Pourquoi les souris? La raison de cette prédominance est simple; en tant que mammifère vertébré la souris présente un taux d’homologie de 90% avec l’homme. Son génome est donc très similaire au nôtre. «On peut facilement reproduire le système immunitaire humain chez la souris. Quand vous faites leur autopsie, vous retrouvez les mêmes organes. C’est un très bon modèle», indique Bruno Vershuère, membre du Groupe interprofessionnel de réflexion et de communication sur la recherche (Gircor).

Dans quel domaine? Ces animaux servent des projets de recherche fondamentale, de médecine, afin de comprendre les mécanismes des maladies, ainsi que le contrôle des médicaments. Pour la science, les souris de laboratoire portent donc des cancers, des maladies infectieuses, du diabète, l’autisme, la trisomie, Alzheimer ou la mucoviscidose à travers des modifications génétiques. «On est en mesure de générer des souris avec des spécificités génétiques qui permettront d’être observées», poursuit Yann Hérault, directeur de l’institut clinique de la souris, d’où sortent chaque année environ 200 spécimens. Pour une «lignée» de cinq à six souris OGM, comptez tout de même entre 30.000 et 40.000 euros (contre 3 euros pour une souris d'animalerie).

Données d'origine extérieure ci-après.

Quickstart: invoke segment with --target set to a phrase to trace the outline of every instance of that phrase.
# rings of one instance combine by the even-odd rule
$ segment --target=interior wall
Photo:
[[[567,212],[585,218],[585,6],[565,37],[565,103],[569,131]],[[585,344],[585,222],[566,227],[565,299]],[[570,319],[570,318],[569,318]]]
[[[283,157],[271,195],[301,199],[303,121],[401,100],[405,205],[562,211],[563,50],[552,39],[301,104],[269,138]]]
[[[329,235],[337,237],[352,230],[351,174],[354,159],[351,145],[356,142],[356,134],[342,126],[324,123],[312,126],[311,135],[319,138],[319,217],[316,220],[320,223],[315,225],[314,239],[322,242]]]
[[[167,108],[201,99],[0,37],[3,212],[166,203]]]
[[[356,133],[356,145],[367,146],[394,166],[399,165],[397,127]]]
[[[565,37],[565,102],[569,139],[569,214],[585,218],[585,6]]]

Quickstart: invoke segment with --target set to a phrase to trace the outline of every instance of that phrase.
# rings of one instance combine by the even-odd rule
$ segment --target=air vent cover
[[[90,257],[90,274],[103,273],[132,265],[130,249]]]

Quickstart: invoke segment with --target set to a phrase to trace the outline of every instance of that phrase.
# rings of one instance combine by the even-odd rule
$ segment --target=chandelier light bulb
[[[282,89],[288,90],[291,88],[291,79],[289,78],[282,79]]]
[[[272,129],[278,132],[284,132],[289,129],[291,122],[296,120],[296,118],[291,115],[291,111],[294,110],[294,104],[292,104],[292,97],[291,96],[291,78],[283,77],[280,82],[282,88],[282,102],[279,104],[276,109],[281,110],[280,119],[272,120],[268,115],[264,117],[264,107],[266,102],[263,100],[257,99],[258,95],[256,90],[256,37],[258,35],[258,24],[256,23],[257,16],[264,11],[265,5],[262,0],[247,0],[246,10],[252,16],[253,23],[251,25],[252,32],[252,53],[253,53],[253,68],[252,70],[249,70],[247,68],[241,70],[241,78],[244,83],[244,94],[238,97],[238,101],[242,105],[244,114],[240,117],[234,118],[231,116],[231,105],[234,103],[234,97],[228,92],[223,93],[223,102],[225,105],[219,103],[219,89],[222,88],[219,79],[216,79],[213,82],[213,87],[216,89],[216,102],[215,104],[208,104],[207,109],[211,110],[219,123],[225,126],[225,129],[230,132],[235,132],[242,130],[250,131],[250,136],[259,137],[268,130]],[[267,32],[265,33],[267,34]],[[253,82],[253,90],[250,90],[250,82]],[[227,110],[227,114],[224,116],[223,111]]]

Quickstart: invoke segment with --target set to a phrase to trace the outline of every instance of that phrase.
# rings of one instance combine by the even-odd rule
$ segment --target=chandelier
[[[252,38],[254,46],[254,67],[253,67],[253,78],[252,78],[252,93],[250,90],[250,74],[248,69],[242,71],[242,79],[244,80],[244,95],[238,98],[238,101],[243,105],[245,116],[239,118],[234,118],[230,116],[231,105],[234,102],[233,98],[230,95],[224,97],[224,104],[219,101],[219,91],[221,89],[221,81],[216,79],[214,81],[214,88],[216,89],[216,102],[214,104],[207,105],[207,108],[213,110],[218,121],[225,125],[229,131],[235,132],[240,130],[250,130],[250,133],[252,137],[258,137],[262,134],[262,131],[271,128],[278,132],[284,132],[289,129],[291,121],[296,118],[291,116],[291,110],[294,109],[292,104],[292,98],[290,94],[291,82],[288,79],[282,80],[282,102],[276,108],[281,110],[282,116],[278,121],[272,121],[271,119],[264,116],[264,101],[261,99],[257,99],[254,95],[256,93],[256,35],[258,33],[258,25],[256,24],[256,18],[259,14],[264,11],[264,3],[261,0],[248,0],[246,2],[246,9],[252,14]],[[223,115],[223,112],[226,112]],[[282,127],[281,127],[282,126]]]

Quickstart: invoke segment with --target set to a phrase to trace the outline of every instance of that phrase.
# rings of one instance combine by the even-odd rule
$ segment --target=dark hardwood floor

Quelle souffrance? La santé de ces animaux, condamnés pour la plupart à mourir en labo, suscite régulièrement l’émoi d’associations. Pourtant les chercheurs sont soumis à des protocoles très poussés. Chaque projet est soumis à un comité d’éthique avant d’être lancé. «L’étude peut aussi être arrêtée si la souffrance est trop forte. Pour un médicament trop puissant par exemple. On ne va pas regarder les animaux convulser pendant un mois», indique Bruno Verschuere. «On est dans des états sanitaires extrêmement élevés, on ne veut pas que nos animaux soient affectés par des éléments pathogènes. Ils sont bien traités. Les gens sont formés pour les manipuler», complète Yann Hérault. L’évaluation de la douleur animale se fait quant à elle à travers des tableaux de «scoring». La position des moustaches, l'état du pelage sont soigneusement analysés. Evidemment, ces animaux n’ont pas de prénoms mais des noms de code correspondant à une mutation dans le génome. La TS 65 DN est ainsi une souris trisomique.

Quel taux de survie? Après une durée de vie de quelques mois (18 au plus), seules 10% des souris de laboratoire ne sont pas euthanasiées. Pour elles, il existe une association spécialisée dans la réinsertion. Les autres sont disséquées. «On doit retirer le maximum d’informations, c’est le protocole qui l’impose», glisse Bruno Verschuere. L’euthanasie au CO2 est toujours privilégiée; l’animal meurt d’asphyxie sous anesthésie, sans stress en théorie. «Évidemment on appelle ça des chambres à gaz… mais ce n’est pas le cas», poursuit le spécialiste. Vient ensuite la décapitation, sous anesthésie, et la technique du micro-ondes qui permet de «figer les cellules du cerveau.» Pratique pour le travail des neuroscientifiques.

Quel avenir? Idéalement, les chercheurs souhaiteraient se passer de l’expérimentation animale. Mais il est inconcevable d’utiliser directement des cobayes humains. La recherche ne dispose d’aucun système cellulaire alternatif aujourd’hui, même si de nombreux travaux sur cellules humaines se font «in vitro».